7. Other Information

• If your citation material does not fall into any of the above categories, please see me in advance of the due date for guidance.

• Note that the Journal of Experimental Biology requires journal titles of articles

listed in the References section to be abbreviated. You can find standard abbreviations for most journals at one or both of the following sites:

• •

• DO NOT USE DIRECT QUOTATIONS IN YOUR PAPER. This paper should make clear what has been done in your set of research papers by using your own words. A synthesis of your subset of literature is the goal for your work, not simply parroting what each study says. As you develop your work, remember that some appropriate conclusions should also be drawn at the end of the paper.

• Not including your Title page, Abstract page, References, and other required materials, your paper should be 5 full pages, but not more than 7 pages, double-spaced, with 12-point font (Times New Roman only) with 1-inch margins. Note: You will not need (or be able to) to write all of the various section types normally found in the primary literature. For example, you will not have methods or results sections as part of your paper. You should, however, include an abstract, introduction section,


body/discussion section (i.e., that you can title in a way that corresponds to your topic) and conclusion section. How you handle titling of the discussion section (or subsections) will vary widely depending upon your topic and specific approach, and I am happy to offer thoughts on this problem as needed.

• Your Reference page(s) should have a minimum of 7 primary [= peer- reviewed] references. Book citations (among other possible sources) do not count towards the 7 citations, unless they are part of an edited volume of papers. If you are not sure about the status of your source(s) ask me in advance. You must turn in photocopies of the first page (including abstract) of all articles cited in your paper. Citing of the textbook is strongly discouraged, but is permissible on a very limited basis (1-2 in-text citations at the most) if approved by me in advance; note that doing so will not count towards your required 7 primary sources.

• The abstract describes the focus of the paper and the significance of your findings. It comprises a summary of your whole paper in 300 words or less.

• The paper should contain a brief introduction (2 pages maximum) that provides pertinent background information as well as the thesis statement.

• Paragraphs should be arranged in a logical order with logical transition statements connecting them. Emphasis should be placed on the synthesis of ideas from your primary sources as opposed to a simple summary of the literature.

• Computer/printer/software difficulties are not considered sufficient grounds for submitting papers late. Give yourself time to print out your paper before the deadline.

• Papers will be graded on the quality of the scientific content, the clarity of your writing, use of the English language, the logical flow of ideas and data presented, and the originality of your thinking about the topic.

• Papers that do not adhere to length and format requirements will be penalized one or more letter grades.

• Plagiarism: Plagiarism is a form of cheating, and represents a major violation of the Honor Code. In addition to the university’s Honor Council policy (see the syllabus for a link), please review each of several documents posted on Canvas, and see me if you have any questions.
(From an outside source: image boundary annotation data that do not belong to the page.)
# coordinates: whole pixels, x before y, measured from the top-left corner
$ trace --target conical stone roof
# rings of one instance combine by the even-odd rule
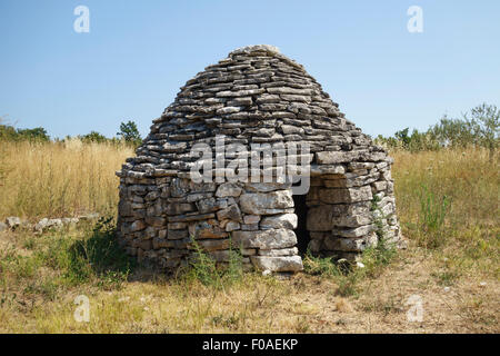
[[[229,192],[218,194],[218,184],[193,185],[189,181],[196,160],[191,155],[192,148],[197,144],[213,147],[217,137],[224,137],[226,145],[249,147],[251,144],[277,142],[308,145],[311,176],[327,179],[312,187],[308,205],[313,209],[319,204],[320,211],[317,212],[333,221],[326,228],[333,237],[324,243],[324,229],[320,229],[322,235],[319,234],[314,230],[314,224],[310,224],[313,218],[308,218],[312,248],[318,251],[362,250],[373,233],[371,217],[369,220],[354,217],[340,221],[332,218],[332,206],[338,210],[334,205],[342,205],[343,214],[359,215],[356,211],[361,210],[368,214],[357,205],[363,205],[378,194],[380,199],[386,199],[382,208],[390,214],[396,209],[390,177],[392,160],[386,151],[373,146],[367,135],[346,119],[339,111],[339,105],[301,65],[281,55],[276,47],[249,46],[230,52],[228,58],[208,66],[189,80],[161,117],[153,120],[150,134],[137,149],[137,157],[129,158],[117,172],[121,178],[119,236],[131,255],[140,260],[153,260],[154,265],[162,267],[177,267],[192,250],[190,240],[194,238],[223,260],[228,233],[234,231],[233,235],[244,240],[262,233],[264,239],[288,243],[276,246],[244,244],[253,265],[258,260],[257,265],[262,268],[284,271],[297,270],[297,266],[301,266],[297,251],[291,250],[297,244],[292,231],[297,221],[269,224],[268,217],[266,225],[259,225],[259,220],[264,220],[267,215],[271,219],[293,215],[293,201],[289,201],[290,187],[278,189],[276,185],[268,188],[233,185],[224,188]],[[330,190],[320,191],[319,187]],[[246,194],[277,196],[280,191],[284,192],[274,197],[278,202],[268,196],[262,198],[267,202],[269,202],[276,206],[262,210],[252,211],[248,208],[249,200],[242,198]],[[330,200],[326,196],[330,196]],[[253,201],[251,199],[259,200],[261,197],[248,198]],[[347,206],[349,204],[352,206]],[[388,205],[391,207],[387,208]],[[231,207],[234,211],[226,211]],[[221,210],[224,212],[220,214]],[[398,240],[396,218],[391,224],[388,224],[389,229],[393,230],[391,236]],[[358,231],[346,233],[346,229]],[[257,233],[252,235],[251,231]],[[341,243],[332,243],[339,237],[343,239]],[[294,243],[290,244],[290,240]],[[274,253],[268,256],[267,251],[274,247],[281,251],[278,256],[273,256]],[[261,253],[263,257],[259,257]],[[252,257],[252,254],[256,256]],[[298,257],[299,261],[296,258],[283,263],[286,257],[280,254]],[[273,260],[271,267],[266,258]]]

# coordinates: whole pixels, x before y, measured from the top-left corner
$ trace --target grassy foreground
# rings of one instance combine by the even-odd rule
[[[113,211],[114,170],[132,155],[79,142],[0,154],[0,219],[30,220]],[[0,233],[0,333],[499,333],[497,161],[473,149],[392,156],[404,251],[369,250],[352,271],[307,258],[289,280],[210,265],[167,279],[122,254],[112,221]],[[78,296],[89,322],[74,317]]]

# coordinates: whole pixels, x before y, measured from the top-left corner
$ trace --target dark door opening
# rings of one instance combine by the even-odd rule
[[[299,254],[304,256],[308,250],[308,245],[310,241],[309,231],[307,229],[307,218],[308,218],[308,206],[306,205],[307,195],[293,195],[293,204],[296,209],[296,215],[298,218],[297,228],[294,229],[297,235],[297,247],[299,248]]]

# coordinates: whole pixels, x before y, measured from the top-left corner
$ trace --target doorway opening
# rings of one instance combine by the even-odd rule
[[[307,229],[308,206],[306,204],[307,195],[293,195],[294,210],[298,218],[297,228],[293,230],[297,235],[297,248],[303,257],[308,250],[311,237]]]

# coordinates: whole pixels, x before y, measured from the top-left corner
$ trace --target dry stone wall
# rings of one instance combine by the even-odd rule
[[[243,145],[247,151],[238,157],[247,158],[253,144],[307,145],[297,154],[310,162],[307,216],[296,215],[288,180],[219,179],[231,169],[216,162],[218,137]],[[200,144],[213,149],[204,157],[213,181],[191,179]],[[298,271],[294,229],[307,219],[313,254],[356,258],[381,236],[402,240],[391,164],[302,66],[274,47],[246,47],[189,80],[153,120],[137,157],[117,172],[118,237],[140,263],[162,269],[188,264],[198,246],[221,264],[232,247],[248,266]],[[259,169],[263,175],[269,168]]]

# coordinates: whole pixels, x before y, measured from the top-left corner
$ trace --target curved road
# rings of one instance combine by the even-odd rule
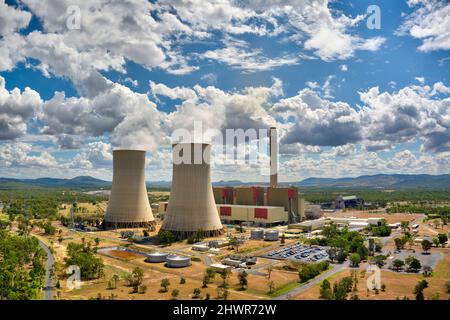
[[[320,274],[319,276],[315,277],[311,281],[309,281],[303,285],[300,285],[299,287],[296,287],[296,288],[292,289],[291,291],[289,291],[285,294],[282,294],[281,296],[276,297],[274,300],[287,300],[291,296],[295,296],[299,293],[302,293],[306,289],[311,288],[316,283],[321,282],[322,280],[328,278],[329,276],[348,268],[349,263],[348,263],[348,261],[346,261],[342,264],[333,264],[332,266],[333,266],[333,269]]]
[[[45,265],[45,286],[44,286],[44,300],[53,300],[53,264],[54,258],[50,249],[40,239],[39,245],[47,253],[47,262]]]

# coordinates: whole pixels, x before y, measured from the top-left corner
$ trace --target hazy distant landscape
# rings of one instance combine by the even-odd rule
[[[261,182],[242,182],[239,180],[217,181],[214,186],[265,185]],[[450,174],[377,174],[348,178],[307,178],[298,182],[280,183],[281,185],[295,185],[308,188],[375,188],[375,189],[448,189],[450,190]],[[170,188],[170,181],[148,181],[151,189]],[[37,178],[14,179],[0,178],[0,189],[28,188],[28,187],[61,187],[61,188],[109,188],[111,181],[96,179],[91,176],[79,176],[72,179]]]

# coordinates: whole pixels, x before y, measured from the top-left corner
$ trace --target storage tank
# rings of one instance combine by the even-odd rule
[[[211,145],[173,145],[173,174],[167,213],[161,230],[185,239],[202,230],[204,236],[223,234],[211,185]]]
[[[262,240],[264,239],[264,230],[263,229],[254,229],[250,232],[250,239],[253,240]]]
[[[165,262],[168,255],[166,252],[152,252],[147,254],[145,261],[151,263]]]
[[[154,226],[144,169],[145,151],[113,151],[113,181],[105,214],[105,228]]]
[[[184,268],[190,265],[191,257],[170,255],[166,259],[166,266],[169,268]]]
[[[276,230],[269,230],[266,231],[264,234],[264,239],[266,241],[277,241],[278,240],[279,233]]]

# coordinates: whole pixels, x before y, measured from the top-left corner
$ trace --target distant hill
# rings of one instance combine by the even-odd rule
[[[79,176],[72,179],[60,178],[37,178],[37,179],[11,179],[0,178],[0,188],[27,188],[27,187],[47,187],[47,188],[110,188],[111,182],[96,179],[90,176]]]
[[[450,189],[450,174],[376,174],[356,178],[308,178],[295,185],[319,188]]]
[[[267,182],[242,182],[239,180],[217,181],[214,186],[267,185]],[[299,182],[281,183],[310,188],[373,188],[373,189],[450,189],[450,174],[377,174],[355,178],[308,178]],[[147,182],[148,188],[168,189],[170,181]],[[27,187],[61,187],[61,188],[111,188],[111,182],[90,176],[79,176],[72,179],[38,178],[12,179],[0,178],[0,189]]]

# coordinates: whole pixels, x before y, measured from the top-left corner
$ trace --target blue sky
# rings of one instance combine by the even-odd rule
[[[285,181],[449,172],[447,1],[276,3],[0,0],[0,176],[110,179],[136,147],[170,179],[168,137],[198,119],[276,125]]]

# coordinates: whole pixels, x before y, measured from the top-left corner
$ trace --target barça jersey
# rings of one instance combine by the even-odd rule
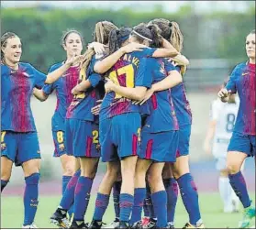
[[[101,80],[101,75],[94,71],[94,66],[97,60],[98,59],[95,55],[86,70],[86,75],[83,69],[80,71],[79,82],[88,80],[92,86],[83,93],[73,97],[68,107],[66,118],[95,121],[95,116],[92,114],[91,109],[96,105],[96,101],[100,99],[99,92],[95,87]]]
[[[134,88],[136,86],[150,87],[151,79],[146,72],[147,58],[151,57],[156,49],[146,48],[142,51],[134,51],[123,55],[109,71],[108,77],[116,84]],[[115,92],[106,94],[99,114],[104,120],[126,113],[139,113],[139,106],[133,104],[130,99]]]
[[[234,131],[244,135],[256,135],[255,81],[255,64],[246,62],[235,67],[226,85],[228,91],[239,93],[240,103]]]
[[[147,76],[152,75],[153,83],[163,80],[168,75],[167,70],[175,71],[175,67],[166,59],[148,59]],[[179,129],[171,91],[172,89],[155,92],[147,101],[150,115],[146,119],[145,126],[149,132],[159,133]]]
[[[33,88],[42,88],[46,75],[28,63],[15,71],[1,64],[1,130],[36,131],[30,106]]]
[[[171,59],[169,59],[168,61],[170,61],[173,65],[174,65],[174,62]],[[175,68],[177,71],[181,72],[180,66],[175,66]],[[172,71],[172,68],[169,70],[167,65],[167,71]],[[176,112],[176,116],[178,119],[179,126],[182,127],[186,125],[191,125],[192,112],[186,96],[184,83],[181,82],[176,86],[173,87],[171,93],[172,93],[172,98]]]
[[[49,72],[51,72],[64,62],[54,64],[50,67]],[[65,117],[67,108],[72,100],[72,89],[77,84],[79,77],[79,67],[71,66],[66,72],[52,84],[46,84],[43,87],[43,92],[47,95],[56,90],[57,104],[54,115],[52,116],[51,128],[53,131],[65,130]]]

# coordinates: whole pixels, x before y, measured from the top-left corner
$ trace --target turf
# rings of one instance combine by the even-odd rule
[[[255,193],[250,193],[254,198]],[[58,196],[41,196],[39,198],[39,209],[35,224],[40,228],[56,228],[50,223],[50,216],[58,206],[60,198]],[[95,210],[95,196],[91,196],[91,201],[85,221],[90,222]],[[239,214],[223,214],[222,203],[217,193],[199,194],[199,203],[202,218],[206,228],[237,228],[238,222],[241,219],[241,212]],[[241,207],[240,207],[241,210]],[[111,201],[110,205],[104,216],[104,222],[110,223],[114,219],[114,207]],[[188,221],[188,216],[179,197],[175,214],[175,227],[181,228]],[[22,196],[1,197],[1,228],[20,228],[23,222],[23,199]]]

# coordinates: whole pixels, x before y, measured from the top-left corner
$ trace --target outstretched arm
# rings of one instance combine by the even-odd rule
[[[55,82],[59,78],[61,78],[64,72],[72,66],[74,65],[76,63],[78,63],[81,59],[82,59],[82,55],[80,56],[73,56],[71,60],[68,60],[65,64],[63,64],[62,66],[61,66],[60,68],[58,68],[57,70],[50,72],[47,74],[47,78],[45,80],[45,83],[46,84],[51,84],[53,82]]]
[[[110,54],[106,58],[102,60],[98,60],[95,66],[94,71],[97,73],[105,73],[113,65],[117,63],[117,61],[125,54],[130,53],[132,51],[140,51],[142,48],[146,48],[146,46],[142,44],[139,44],[136,42],[131,42],[122,48],[120,48],[116,52]]]
[[[49,96],[48,94],[44,93],[42,90],[39,90],[37,88],[33,89],[33,95],[40,102],[44,102]]]

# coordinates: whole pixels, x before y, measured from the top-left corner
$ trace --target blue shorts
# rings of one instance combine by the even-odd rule
[[[53,157],[59,158],[63,154],[66,154],[66,148],[65,148],[65,132],[59,130],[59,131],[51,131],[53,143],[54,143],[54,152]]]
[[[79,158],[99,158],[98,125],[90,121],[67,119],[65,139],[68,155]]]
[[[40,159],[38,134],[2,131],[1,156],[15,162],[16,166],[21,166],[32,159]]]
[[[233,132],[228,148],[228,152],[239,151],[246,153],[248,157],[255,157],[255,135],[244,135],[241,133]]]
[[[139,158],[157,162],[175,162],[178,143],[179,131],[150,133],[144,126]]]
[[[191,125],[184,126],[179,130],[179,144],[176,158],[189,154],[189,140],[191,135]]]
[[[100,146],[103,162],[137,156],[141,118],[139,113],[116,115],[100,122]]]

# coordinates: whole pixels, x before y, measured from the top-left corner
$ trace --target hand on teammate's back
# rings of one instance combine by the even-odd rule
[[[231,93],[231,91],[228,91],[226,88],[223,88],[217,93],[217,96],[219,98],[225,98],[225,97],[228,97],[228,94],[230,94],[230,93]]]
[[[99,115],[102,101],[103,100],[96,101],[96,103],[100,103],[100,104],[91,109],[91,112],[92,112],[93,115]]]
[[[152,89],[149,89],[147,90],[146,94],[141,101],[134,101],[132,104],[142,105],[145,102],[147,102],[151,97],[154,91]]]
[[[99,42],[94,41],[90,44],[88,44],[88,49],[94,49],[95,52],[98,55],[103,54],[105,52],[105,49],[108,46],[101,44]]]
[[[115,83],[109,78],[106,78],[106,83],[104,85],[106,93],[113,91],[114,86]]]
[[[66,64],[70,66],[76,65],[82,60],[83,57],[83,55],[74,54],[71,59],[67,60]]]

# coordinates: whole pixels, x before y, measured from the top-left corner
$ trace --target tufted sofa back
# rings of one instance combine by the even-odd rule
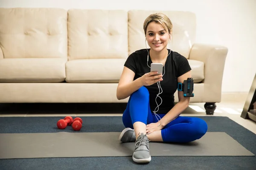
[[[0,10],[4,58],[67,58],[67,14],[58,8]]]
[[[76,9],[68,12],[69,60],[127,57],[127,12]]]
[[[195,16],[190,12],[1,8],[0,59],[126,59],[146,48],[144,20],[159,12],[173,24],[168,48],[188,58],[195,37]]]

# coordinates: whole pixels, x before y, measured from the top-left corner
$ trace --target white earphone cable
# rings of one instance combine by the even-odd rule
[[[148,65],[148,67],[149,68],[151,68],[151,67],[149,66],[149,65],[148,65],[148,55],[149,55],[149,53],[148,53],[148,49],[147,48],[147,45],[146,44],[146,49],[147,50],[147,51],[148,51],[148,58],[147,60],[147,65]],[[170,52],[169,53],[169,54],[168,54],[168,55],[167,55],[167,56],[166,57],[165,59],[165,64],[163,66],[163,75],[164,75],[165,73],[165,62],[167,60],[167,57],[168,57],[168,56],[169,56],[169,55],[171,53],[171,51],[170,51]],[[156,103],[157,103],[157,107],[156,107],[156,108],[155,108],[154,110],[153,111],[153,112],[154,113],[155,116],[156,116],[156,117],[157,118],[157,120],[158,121],[158,122],[159,122],[159,119],[158,119],[157,118],[157,115],[158,116],[158,117],[160,119],[160,123],[159,125],[158,125],[158,126],[160,126],[161,124],[162,124],[162,119],[161,119],[161,118],[160,117],[160,116],[156,113],[156,112],[157,112],[159,110],[159,106],[160,106],[160,105],[161,105],[161,104],[163,102],[163,100],[162,99],[162,98],[161,98],[161,97],[160,97],[159,96],[159,95],[161,94],[162,94],[162,93],[163,93],[163,89],[162,89],[162,88],[161,87],[161,85],[160,85],[160,82],[157,82],[157,87],[158,87],[158,89],[159,90],[159,92],[158,92],[158,94],[157,94],[157,96],[156,97],[156,99],[155,99],[155,101],[156,101]],[[158,104],[157,103],[157,97],[159,97],[160,98],[160,99],[161,99],[161,102],[158,105]],[[157,109],[157,110],[156,111],[156,109]]]

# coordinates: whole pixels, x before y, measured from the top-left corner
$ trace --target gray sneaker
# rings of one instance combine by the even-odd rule
[[[151,161],[149,154],[149,141],[146,135],[142,133],[135,142],[135,149],[132,159],[137,163],[146,163]]]
[[[135,142],[136,136],[134,130],[129,128],[125,128],[121,133],[119,139],[123,142]]]

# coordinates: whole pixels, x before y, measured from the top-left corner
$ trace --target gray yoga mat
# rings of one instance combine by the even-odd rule
[[[0,159],[131,156],[134,142],[119,132],[0,134]],[[224,132],[187,144],[150,142],[151,156],[254,156]]]

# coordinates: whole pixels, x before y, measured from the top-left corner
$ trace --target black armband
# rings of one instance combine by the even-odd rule
[[[194,97],[194,80],[192,78],[188,78],[184,83],[178,82],[178,91],[182,91],[185,97]]]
Papers will be examined for plagiarism and other forms of cheating in several ways including, but not limited, to:

1. close comparison between writing samples taken from each individual during the semester (e.g., on tests) and the submitted term paper;


2. comparison of the term paper to the text of the original sources;

3. submission to an electronic clearinghouse for comparison of each paper to a) other papers in the class, b) papers from previous submissions for this class, and c) papers on similar topics available electronically.

Any situation deemed to constitute plagiarism will receive an automatic zero, and the material in question will be submitted to the Honor Council for further possible action.